Er ist der Mann am Grill, der gerne ein Bier trinkt und es sich im Gewohnten gemütlich macht. Wechsel? Politisch ja – damit sich die Zukunft nicht verändert. Gerd Kögler hat Beschwichtigungen verkauft, war Tröster der Zweifelnden. War er darin glaubwürdig? Eher ja.

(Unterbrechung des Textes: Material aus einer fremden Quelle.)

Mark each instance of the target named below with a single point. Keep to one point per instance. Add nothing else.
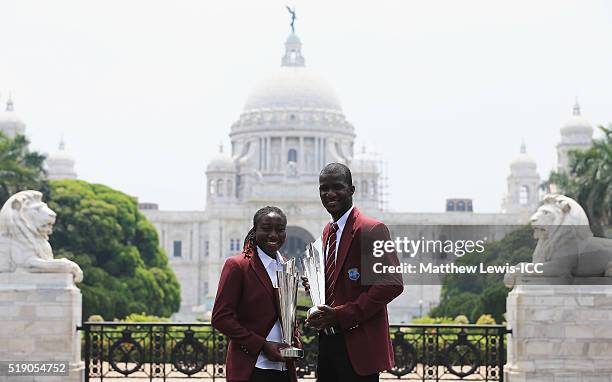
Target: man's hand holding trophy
(288, 281)
(319, 316)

Jörg Nürnberger: der Tribun
Ob SPD-Mann Jörg Nürnberger nach Selbitz oder Klaus Adelt nach Tröstau geguckt hat? Der 54-jährige Jörg Nürnberger aus dem Fichtelgebirge und der Landtagsabgeordnete Klaus Adelt sind jedenfalls wahlkampftechnisch rote Zwillinge, eine Kopie in Rot. Ihr Credo: Sei einfach, nicht simpel. Im Dialekt Sachpolitik kompetent erklären können, das ist die Staatskunst der Originale – oder deren Imitatoren. Nürnberger hat in den vergangenen Wochen Schweres leisten müssen, um das Bild seiner Person bei den Wählern zu justieren. Der Jörg zu sein, der im Wirtshaus oder am Wochenmarkt niederschwellig abzupassen ist, sich als Sozi von nebenan um die Leut’ kümmert, das kann er und hat es auch mehrfach bewiesen. Die Rubrik Kulinarisches, zum Beispiel, hat er auf Facebook abgearbeitet. Knödel verbinden. Nur bodenständig sein ist aber auch nicht wahlzettelfüllend. Immerhin steckt der Jurist in Prag im Business. Die Kompetenzkarte hat er ausgespielt, wenn es um politische Sattelfestigkeit ging – und zum Glück fast frei von Schwurbelei. Ansonsten war er im Wahlkampf nur Anzugträger, wenn es sein musste. Der Nürnbergers Jörg, manchmal hart an der Grenze zum Klischee. Auf der eigenen Homepage zu konstatieren „Ich stehe mit beiden Beinen im wirklichen Leben“ klingt da fast schon wie eine Verteidigung gegen einen verborgenen Vorwurf. Aber er hat sich auch als strammer Genosse verkauft: mehr Gerechtigkeit in der Gesellschaft, mehr Geld für Arbeit, Bürgergeld. Der Tröstauer hat sich mit seinem Wahlkampf in die SPD-Reihen hinter Scholz gestellt, die roter sind, als es die Schröder-Mannschaft war.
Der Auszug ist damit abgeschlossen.